A wide range of semi-synthetic hydrogenases incorporating structurally modified [2Fe]_H mimics have been reported, although few have been studied in-depth.^20–22 In this context, the mono-cyanide version of complex 1, [(μ-adt)Fe₂(CO)₅(CN)]⁻ (2) (Fig. 1, panel B), represents a particularly intriguing model to elucidate the role of the biologically unique ligand structure of the H-cluster. Other than complex 1, and its azadiselenate analogue,^7,18,21 complex 2 is the only reported [2Fe]_H mimic capable of generating a semi-synthetic hydrogenase with significant catalytic activity for H₂ conversion, as observed in earlier screening efforts.²⁰ However, as no detailed characterization of the system has been reported to-date, how complex 2 achieves its high activity upon incorporation into the HydA1 hydrogenase scaffold from Chlamydomonas reinhardtii (CrHydA1) remains to be understood.

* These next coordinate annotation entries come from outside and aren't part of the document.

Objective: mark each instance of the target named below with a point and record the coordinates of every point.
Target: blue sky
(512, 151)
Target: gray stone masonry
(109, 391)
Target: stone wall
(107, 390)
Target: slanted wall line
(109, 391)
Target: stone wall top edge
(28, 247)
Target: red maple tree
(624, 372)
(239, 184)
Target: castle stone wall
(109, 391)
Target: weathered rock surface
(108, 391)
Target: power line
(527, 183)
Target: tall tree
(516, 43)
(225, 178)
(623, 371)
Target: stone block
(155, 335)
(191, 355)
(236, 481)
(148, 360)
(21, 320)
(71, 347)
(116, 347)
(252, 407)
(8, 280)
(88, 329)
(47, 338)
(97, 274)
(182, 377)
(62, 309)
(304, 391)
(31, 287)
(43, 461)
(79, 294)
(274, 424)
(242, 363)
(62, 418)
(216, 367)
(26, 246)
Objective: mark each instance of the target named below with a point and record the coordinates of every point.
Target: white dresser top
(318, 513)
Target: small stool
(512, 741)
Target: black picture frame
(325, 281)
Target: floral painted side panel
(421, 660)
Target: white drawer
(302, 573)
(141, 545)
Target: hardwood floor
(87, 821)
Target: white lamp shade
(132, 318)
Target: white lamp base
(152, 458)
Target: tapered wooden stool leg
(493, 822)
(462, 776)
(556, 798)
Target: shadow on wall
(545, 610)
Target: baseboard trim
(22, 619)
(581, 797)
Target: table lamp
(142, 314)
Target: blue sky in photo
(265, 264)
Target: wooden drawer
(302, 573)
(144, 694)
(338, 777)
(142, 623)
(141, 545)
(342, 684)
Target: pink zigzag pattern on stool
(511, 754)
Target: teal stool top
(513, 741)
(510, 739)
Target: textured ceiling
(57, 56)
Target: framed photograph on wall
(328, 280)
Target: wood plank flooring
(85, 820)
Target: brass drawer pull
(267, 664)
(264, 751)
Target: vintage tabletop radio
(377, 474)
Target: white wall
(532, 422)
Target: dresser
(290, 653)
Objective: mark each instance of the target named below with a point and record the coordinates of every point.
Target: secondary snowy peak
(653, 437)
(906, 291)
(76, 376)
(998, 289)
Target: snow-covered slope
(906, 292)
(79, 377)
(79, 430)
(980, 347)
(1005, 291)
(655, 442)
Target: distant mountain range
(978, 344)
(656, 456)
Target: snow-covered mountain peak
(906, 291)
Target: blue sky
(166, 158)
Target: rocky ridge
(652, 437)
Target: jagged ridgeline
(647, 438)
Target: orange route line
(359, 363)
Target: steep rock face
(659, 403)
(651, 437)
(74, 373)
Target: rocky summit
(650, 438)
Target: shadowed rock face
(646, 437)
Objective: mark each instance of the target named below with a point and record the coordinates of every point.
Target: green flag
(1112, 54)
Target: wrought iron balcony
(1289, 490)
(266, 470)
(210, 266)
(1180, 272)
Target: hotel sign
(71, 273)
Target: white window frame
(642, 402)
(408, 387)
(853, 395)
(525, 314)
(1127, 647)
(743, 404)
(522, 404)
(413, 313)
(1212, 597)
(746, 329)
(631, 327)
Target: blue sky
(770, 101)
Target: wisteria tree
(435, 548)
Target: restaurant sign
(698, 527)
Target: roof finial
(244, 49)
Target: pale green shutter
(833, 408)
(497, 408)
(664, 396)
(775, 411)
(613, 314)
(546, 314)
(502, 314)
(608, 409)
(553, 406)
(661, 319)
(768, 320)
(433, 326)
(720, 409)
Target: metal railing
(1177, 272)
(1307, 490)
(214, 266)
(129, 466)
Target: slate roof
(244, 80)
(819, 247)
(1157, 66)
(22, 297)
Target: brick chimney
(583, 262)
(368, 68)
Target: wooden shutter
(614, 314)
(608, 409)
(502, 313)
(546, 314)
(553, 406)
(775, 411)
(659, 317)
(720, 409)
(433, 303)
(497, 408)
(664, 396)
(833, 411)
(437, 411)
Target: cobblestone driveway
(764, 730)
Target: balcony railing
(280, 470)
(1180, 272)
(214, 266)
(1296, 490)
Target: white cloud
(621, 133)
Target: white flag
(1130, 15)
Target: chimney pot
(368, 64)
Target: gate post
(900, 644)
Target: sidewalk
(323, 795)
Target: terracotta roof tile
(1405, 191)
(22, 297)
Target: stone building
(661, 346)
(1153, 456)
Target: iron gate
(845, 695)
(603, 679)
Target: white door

Apart from its activity when incorporated into CrHydA1, complex 2 is also highly interesting from a molecular design perspective. It not only features a decreased negative charge relative to 1, but the complex also displays intrinsic asymmetry. Consequently, 2 can yield two different isomers of the resulting semi-synthetic H-cluster (Fig. 1, panel C). Each of these two isomers would lack the second-coordination sphere interactions associated with either the proximal (pCN) or distal (dCN) cyanide ligand, which by extension could result in different ligand geometries of the [2Fe]_H subsite. Thus, semi-synthetic [FeFe] hydrogenases incorporating 2 allow us to probe both the influence of electron density as well as structural factors on the reactivity of the H-cluster.

Herein, we report the characterization of 2 incorporated into two different [FeFe] hydrogenase scaffolds, i.e. the monomeric HydA1 enzyme from Chlamydomonas reinhardtii (Cr) and the dimeric HydAB from Desulfovibrio desulfuricans (Dd). The active-site pocket of both enzymes is well-conserved. However, the DdHydAB enzyme also contains two additional [4Fe–4S] clusters (so-called F-clusters), which serve as relays to ensure efficient electron transfer between the buried active site and the protein surface.¹ Our data shows that the mono-cyanide complex is able to bind the [4Fe–4S]_H cluster and strongly favours isomer II in both hydrogenase scaffolds (Fig. 1, panel C). Still, the H-clusters display distinct electronic structures in HydA1 and HydAB. Interestingly, the activity of the resulting semi-synthetic hydrogenase is strongly dependent on the choice of host protein.

Results and discussion

Complex 2 was successfully introduced into the two different [FeFe] hydrogenase enzymes to yield 2-HydA1 and 2-HydAB, respectively. Similar to what is observed during maturation with complex 1, the reaction with 2 proceeded rapidly with HydA1, while incubation for 48 h was required with HydAB. After purification, both of the resulting holo-enzymes displayed distinct FTIR spectra, with sharp H-cluster-like features (Fig. 2 and Table S1†), indicative of the complex being inserted inside the protein scaffold.⁷ The ‘as prepared’ 2-HydAB FTIR spectrum (Fig. 2, panel A) displays a pure state represented by five narrow bands. Four distinct sharp bands in the 1800–2000 cm⁻¹ region (1835, 1903, 1923 and 1969 cm⁻¹) corresponding to the four CO ligands, and one high-energy band at 2057 cm⁻¹ corresponding to the CN⁻ ligand. We note that the lower frequency CO band (1835 cm⁻¹) appears at higher energy than the bridging CO (μ-CO) in the H_ox and H_red states of the ‘native-like’ 1-HydAB (1802 and 1789 cm⁻¹, respectively), potentially reflecting a ‘semi-bridging’ CO ligand as previously proposed for the H_redH⁺ state.^13,23 In stark contrast to the ‘native-like’ 1-HydAB, 2-HydAB is not sensitive to light,²⁴ and no change in the IR spectrum was observed after exposing the ‘as prepared’ sample to white-light overnight (data not shown).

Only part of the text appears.